На шум выглянул проснувшийся Костя. Увидев столько цветов, пошел будить Алису. Она, утомленная любовью, крепко спала и не хотела просыпаться. Тогда он стал её целовать. Она потянулась к нему, воспламеняясь, сделалась покорной и податливой. И он мгновенно откликнулся на её зов.
— Ах, Костя, как хорошо! — наконец-то прошептала она, окончательно просыпаясь, и в момент наивысшего наслаждения замерла, крепко его обняв.
— Вставай, дорогая, там для нас сюрприз приготовили, — он подал ей шелковое платье цвета чайной розы, которое ему очень нравилось. Сам стал одевать костюм.

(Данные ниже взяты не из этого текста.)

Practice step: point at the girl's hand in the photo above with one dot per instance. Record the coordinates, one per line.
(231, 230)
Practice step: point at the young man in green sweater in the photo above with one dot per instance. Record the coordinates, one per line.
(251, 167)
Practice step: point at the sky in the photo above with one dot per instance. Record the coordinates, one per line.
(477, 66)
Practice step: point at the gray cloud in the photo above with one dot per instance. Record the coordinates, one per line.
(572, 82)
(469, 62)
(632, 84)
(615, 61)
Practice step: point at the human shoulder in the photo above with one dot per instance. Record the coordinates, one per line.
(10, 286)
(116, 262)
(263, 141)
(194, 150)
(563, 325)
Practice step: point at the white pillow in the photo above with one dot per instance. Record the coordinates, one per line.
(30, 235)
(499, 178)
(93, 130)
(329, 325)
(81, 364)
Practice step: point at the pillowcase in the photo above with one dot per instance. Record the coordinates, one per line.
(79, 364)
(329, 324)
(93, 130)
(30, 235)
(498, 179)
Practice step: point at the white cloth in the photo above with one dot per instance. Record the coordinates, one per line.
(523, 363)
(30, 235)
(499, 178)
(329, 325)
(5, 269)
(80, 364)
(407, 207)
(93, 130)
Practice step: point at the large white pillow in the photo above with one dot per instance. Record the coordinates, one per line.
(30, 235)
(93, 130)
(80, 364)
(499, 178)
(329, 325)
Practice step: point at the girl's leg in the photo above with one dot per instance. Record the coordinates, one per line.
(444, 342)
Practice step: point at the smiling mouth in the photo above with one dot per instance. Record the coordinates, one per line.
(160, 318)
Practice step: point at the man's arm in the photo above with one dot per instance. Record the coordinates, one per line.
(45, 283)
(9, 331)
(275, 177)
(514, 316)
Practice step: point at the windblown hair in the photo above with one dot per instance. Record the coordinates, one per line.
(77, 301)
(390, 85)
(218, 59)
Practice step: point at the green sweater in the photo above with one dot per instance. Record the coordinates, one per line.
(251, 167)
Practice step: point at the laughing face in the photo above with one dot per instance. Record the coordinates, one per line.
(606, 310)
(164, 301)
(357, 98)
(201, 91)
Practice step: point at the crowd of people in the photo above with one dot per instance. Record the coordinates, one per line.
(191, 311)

Алиса распустила косы, стала расчесывать волосы.
— Как мне надоели косы. Я их отрежу.
— Что ты, Алиса! Не делай этого, — не на шутку испугался Костя. — Я так люблю твои косы.
— Они тебе так нравятся?
— Очень нравятся.
— Тогда не буду, — она заплела косы, откинула их назад. — Пойдем, посмотрим, что там за сюрприз.
Костя открыл дверь. Перед ними на полу стоял аквариум с розами.